Une des façons de s’auto-contrôler est de toujours se poser la question du sens, du style et du ‘je ne sais pas quoi qui fait la différence’, avec ces trois questions :
- L’étiquette a-t-elle un sens ? Qu’est-ce qui se dégage en Ier ?
- A-t-elle un style perceptible qui lui est propre ?
- Où est mon ‘je ne sais quoi qui fait la différence’ ?
Il est possible d’entrer dans la ronde par n’importe quel signe, en suivant n’importe quel sens. Le danseur retrouvera
toujours l’air et le pas, quitte à les inventer lui-même. C4est bien la raison pour laquelle j'ai pu publié cet essai découpé en billet distinct sur mon blog.
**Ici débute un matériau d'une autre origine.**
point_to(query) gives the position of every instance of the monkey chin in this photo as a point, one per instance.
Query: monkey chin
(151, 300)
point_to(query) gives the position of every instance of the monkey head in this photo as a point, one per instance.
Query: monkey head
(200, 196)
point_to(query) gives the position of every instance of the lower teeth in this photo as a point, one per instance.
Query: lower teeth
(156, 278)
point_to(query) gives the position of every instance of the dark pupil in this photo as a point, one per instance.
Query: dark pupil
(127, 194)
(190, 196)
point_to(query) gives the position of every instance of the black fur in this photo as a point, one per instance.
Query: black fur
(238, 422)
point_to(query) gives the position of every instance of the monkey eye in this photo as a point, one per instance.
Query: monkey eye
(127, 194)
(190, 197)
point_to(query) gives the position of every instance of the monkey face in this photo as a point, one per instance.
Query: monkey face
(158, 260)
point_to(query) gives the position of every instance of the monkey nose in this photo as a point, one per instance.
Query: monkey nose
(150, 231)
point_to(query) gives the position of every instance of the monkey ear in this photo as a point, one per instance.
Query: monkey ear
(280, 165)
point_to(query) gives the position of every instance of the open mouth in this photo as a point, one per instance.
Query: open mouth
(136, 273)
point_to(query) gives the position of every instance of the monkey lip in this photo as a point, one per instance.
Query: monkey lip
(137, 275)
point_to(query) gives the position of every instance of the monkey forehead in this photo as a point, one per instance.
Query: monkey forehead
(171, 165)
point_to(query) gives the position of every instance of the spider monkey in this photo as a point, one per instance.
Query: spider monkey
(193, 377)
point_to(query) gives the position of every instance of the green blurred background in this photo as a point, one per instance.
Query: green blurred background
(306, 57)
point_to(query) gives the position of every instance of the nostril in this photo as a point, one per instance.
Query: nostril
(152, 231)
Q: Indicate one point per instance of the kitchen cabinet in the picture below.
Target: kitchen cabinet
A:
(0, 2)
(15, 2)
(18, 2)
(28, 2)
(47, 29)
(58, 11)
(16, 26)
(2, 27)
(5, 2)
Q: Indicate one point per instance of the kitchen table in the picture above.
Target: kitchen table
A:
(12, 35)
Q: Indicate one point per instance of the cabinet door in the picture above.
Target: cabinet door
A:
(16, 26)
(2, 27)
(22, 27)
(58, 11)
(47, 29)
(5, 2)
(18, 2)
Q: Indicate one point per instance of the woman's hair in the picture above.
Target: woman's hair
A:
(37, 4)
Vous pouvez lire un billet, deux, ou plus. Une fois la première découverte faite, vos envies vous amenerons si tel est votre désir à construire votre propre chemin des rêves dans les
paysages du vin pour créer votre propre galaxie du vin.
. Ce billet n° 60 termine ‘The World through the Bottle of Wine’.
. Toutes les étiquettes sur lesquelles j’ai fondées cette recherche sont visibles en ligne sur ce blog sous la désignation du n° de SIGNE suivi de Labels (2Labels par exemple jusqu’à 9Labels), à l’exception du premier simplement intitulé Labels.
.
Pour illustrer ce dernier billet WBW, j’ai choisie une étiquette par
SIGNE en prenant
évidement une parmi celles que je préfère.
. Une précision concernant l'ordre totalement imparfait des pages 58, 30, 26, 22 et 15 qui font rebellion et se refusent malgré tous mes efforts. Je vous présente mes excuses en leur nom!
. Mon dernier mot va vers les vignerons, négociants et coopérateurs qui m'ont reçu avec une attention toute particulière, en prenant le temps de me parler vraiment. Ils m'ont fait un cadeau
inestimable et humainement si riche que cette recherche s'est transformée au fil des 250 rencontres et plus en une véritable piste au trésor tout au long de la Loire. Et je ne parle
pas des étiquettes mais d'échanges. Ca aussi c'est le monde du vin. Ce dernier mot est "merci".